Medicare/Medicaid buy-ins
Depending on how you look at it, financing is either one
big advantage of the buy-in approach or it reveals the flaw in their
design. These plans still charge people premiums, which would be
calculated to cover the costs of covering people who buy the new public
option plan as well as any administrative costs.

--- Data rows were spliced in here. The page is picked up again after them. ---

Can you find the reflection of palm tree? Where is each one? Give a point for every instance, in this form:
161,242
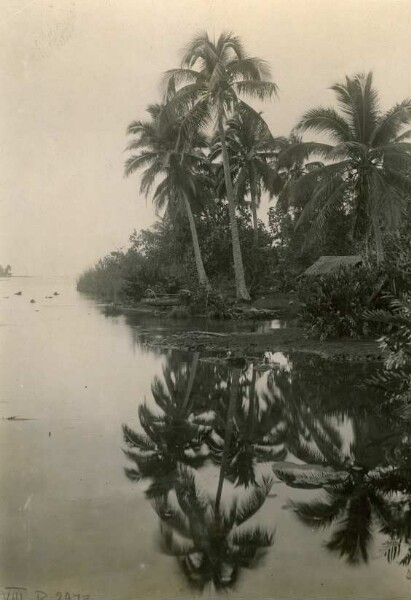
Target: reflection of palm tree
251,439
173,437
356,497
216,548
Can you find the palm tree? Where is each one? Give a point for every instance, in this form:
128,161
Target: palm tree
184,174
368,164
212,77
251,148
212,544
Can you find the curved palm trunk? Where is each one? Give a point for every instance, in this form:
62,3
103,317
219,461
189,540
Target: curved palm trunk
190,384
255,218
378,237
202,275
227,438
241,288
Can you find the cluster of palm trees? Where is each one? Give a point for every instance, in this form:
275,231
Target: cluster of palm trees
248,424
364,169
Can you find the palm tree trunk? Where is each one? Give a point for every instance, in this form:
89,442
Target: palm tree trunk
235,378
255,217
202,275
242,292
378,237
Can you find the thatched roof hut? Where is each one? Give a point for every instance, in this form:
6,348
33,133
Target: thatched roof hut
330,264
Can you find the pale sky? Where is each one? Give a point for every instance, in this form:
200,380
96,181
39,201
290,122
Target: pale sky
74,73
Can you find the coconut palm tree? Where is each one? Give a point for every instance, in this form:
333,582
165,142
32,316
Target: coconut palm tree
184,175
212,544
367,166
209,84
251,149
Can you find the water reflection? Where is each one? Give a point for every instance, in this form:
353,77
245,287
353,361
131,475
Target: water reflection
213,437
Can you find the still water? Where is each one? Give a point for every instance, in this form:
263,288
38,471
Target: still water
127,472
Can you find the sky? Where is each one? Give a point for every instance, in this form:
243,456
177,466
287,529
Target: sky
75,73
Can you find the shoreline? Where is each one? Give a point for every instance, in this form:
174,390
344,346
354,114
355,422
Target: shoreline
227,345
248,345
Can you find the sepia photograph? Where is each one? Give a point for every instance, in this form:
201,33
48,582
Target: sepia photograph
205,299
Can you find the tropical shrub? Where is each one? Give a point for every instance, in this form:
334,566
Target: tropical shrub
395,379
208,302
334,304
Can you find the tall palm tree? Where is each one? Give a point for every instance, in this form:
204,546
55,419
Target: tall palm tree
251,149
184,178
212,544
174,437
212,77
368,164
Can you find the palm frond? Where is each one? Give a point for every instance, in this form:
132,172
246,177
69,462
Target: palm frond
261,90
326,120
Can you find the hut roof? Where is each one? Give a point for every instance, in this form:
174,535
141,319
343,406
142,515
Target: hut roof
329,264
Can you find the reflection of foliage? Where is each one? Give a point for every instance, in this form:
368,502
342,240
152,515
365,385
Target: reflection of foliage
209,543
334,304
170,438
354,504
395,379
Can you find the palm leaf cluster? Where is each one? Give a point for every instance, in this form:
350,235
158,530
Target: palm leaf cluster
367,161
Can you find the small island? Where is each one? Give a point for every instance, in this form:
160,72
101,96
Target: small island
5,271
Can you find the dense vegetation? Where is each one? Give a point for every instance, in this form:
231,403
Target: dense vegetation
207,157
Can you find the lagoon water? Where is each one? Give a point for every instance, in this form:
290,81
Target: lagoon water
72,523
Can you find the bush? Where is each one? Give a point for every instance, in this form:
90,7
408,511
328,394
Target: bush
208,302
334,305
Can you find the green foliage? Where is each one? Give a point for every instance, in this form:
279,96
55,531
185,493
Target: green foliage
395,379
334,304
208,302
368,165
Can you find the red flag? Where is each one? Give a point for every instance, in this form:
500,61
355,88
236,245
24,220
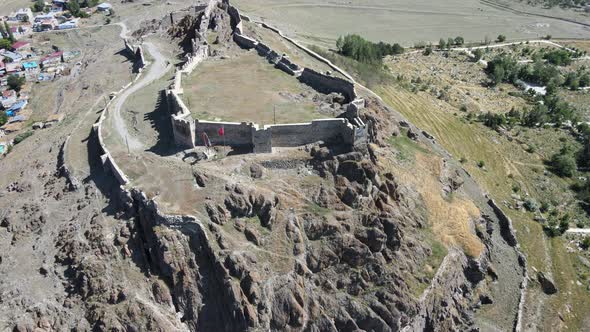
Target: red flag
206,140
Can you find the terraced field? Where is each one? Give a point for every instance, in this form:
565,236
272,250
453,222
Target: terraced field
406,22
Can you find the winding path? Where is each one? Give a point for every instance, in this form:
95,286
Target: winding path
157,69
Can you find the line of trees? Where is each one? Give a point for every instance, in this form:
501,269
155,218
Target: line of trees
362,50
505,69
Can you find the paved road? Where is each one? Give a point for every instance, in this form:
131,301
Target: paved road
157,69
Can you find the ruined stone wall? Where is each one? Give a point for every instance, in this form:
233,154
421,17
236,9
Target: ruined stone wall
107,160
236,134
188,133
236,19
285,64
183,127
62,167
297,134
328,84
245,41
136,52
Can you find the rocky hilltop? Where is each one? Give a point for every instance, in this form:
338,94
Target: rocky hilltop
391,236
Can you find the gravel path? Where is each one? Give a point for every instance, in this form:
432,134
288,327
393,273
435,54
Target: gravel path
157,69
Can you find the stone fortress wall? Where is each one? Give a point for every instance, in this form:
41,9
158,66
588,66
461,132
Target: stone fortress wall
188,132
135,51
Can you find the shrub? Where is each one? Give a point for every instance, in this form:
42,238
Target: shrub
563,164
360,49
21,137
3,118
15,82
530,205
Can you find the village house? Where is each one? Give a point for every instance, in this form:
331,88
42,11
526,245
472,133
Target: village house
42,17
32,70
13,68
52,59
19,31
103,7
8,98
71,24
10,128
21,15
12,56
54,119
19,45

So there isn’t necessarily a need for a big new revenue
source; the premiums are the revenue source. None of the Medicare buy-in
plans included major new taxes or anything like you would see to pay
for the Medicare-for-all single-payer plans. All three of them do set
aside some money for startup costs, but it’s a marginal amount in the
context of the federal budget. And the Medicaid buy-in plan does bump up
certain doctor payment rates, which the legislators say would come from
general revenue.
The differences are so minor, they aren’t worth going
through in detail. But it’s important to remember the trade-off:
Medicare and Medicaid buy-ins don’t require a lot of new money because
people will be asked to pay premiums — but that also means people will
be asked to pay premiums, something the more ambitious versions of
Medicare-for-all try to eliminate.
Think tank plans
Healthy America (Urban Institute): Because
Healthy America combines Obamacare and most of Medicaid, the proposal
is largely funded by repurposing the federal dollars that currently go
to those programs. That would cover the bulk of the costs, but Urban
does anticipate the need for new federal funding.
Like many of its peers, Urban isn’t yet set on a specific
revenue stream, but it has floated a 1 percent increase on the Medicare
payroll tax, split evenly between employers and employees. That would
bring in about $820 billion over 10 years, which Urban thinks would be
enough to cover most of the new costs needed to fund Healthy America.